Former Chief Secretary V. Ramachandran recalls how Raman Nayar shielded and mentored him when he was Fort Cochin Sub Collector. “It's he who made it clear to me that government notifications and orders should be so drafted that they are simple but comprehensive and are clear to the reader who doesn't have the benefit of all the background.”

Simple life

Raman Nayar led a simple life and steered clear of any inappropriate social engagement. “An able administrator and a highly-regarded jurist, he was really generous when praise was due,” recalls M.C. Madhavan, former Registrar of the Kerala High Court. He was personal assistant to Raman Nayar as Chief Justice.

He was not elevated to the Supreme Court. ‘Social justice' had become the buzzword in the late-1960s.

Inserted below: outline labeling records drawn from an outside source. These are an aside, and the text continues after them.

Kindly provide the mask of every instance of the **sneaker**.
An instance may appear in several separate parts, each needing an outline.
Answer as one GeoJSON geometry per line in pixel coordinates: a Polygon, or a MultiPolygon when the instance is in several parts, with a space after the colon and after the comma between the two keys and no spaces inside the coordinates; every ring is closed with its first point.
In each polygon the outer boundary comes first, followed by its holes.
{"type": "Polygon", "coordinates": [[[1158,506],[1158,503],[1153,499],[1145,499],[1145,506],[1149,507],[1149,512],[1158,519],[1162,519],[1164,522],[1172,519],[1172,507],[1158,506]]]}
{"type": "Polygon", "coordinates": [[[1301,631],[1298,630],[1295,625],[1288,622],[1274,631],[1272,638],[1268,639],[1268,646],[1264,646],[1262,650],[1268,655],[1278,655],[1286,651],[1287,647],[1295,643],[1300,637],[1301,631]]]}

Around this time, he gave a speech at Tiruchi in which he remarked that although everyone was so obsessed with socialism, the word did not find a mention in the Constitution. That speech, it is believed, cost him dear. (The word ‘socialist' was later added to the Constitution through the 42 {+n} {+d} Amendment.)

K.S. Paripoornan, former Judge of the Supreme Court, says: “Justice never suffered at the impartial hands of Raman Nayar. By not promoting him to the Supreme Court, the country became the loser.”

According to Mr. Kelu Nambiar, Raman Nayar ‘retired hurt', on September 1, 1971 — four months before completing his term. H.R. Gokhale, Law Minister in the Indira Gandhi-led government, reportedly conveyed to him Chief Minister Namboodiripad's displeasure at not being consulted while nominating judges for appointment in the High Court. The constitutional provision for appointment of judges to the High Court stipulated that the Chief Justices send their recommendations to the President through the Governor. Raman Nayar proceeded on leave.

Until his death in 2003, he kept himself updated with all that was happening around him. “Our regret is that he did not pen anything for posterity…,” says his son, Major General (retd) I. Krishnan.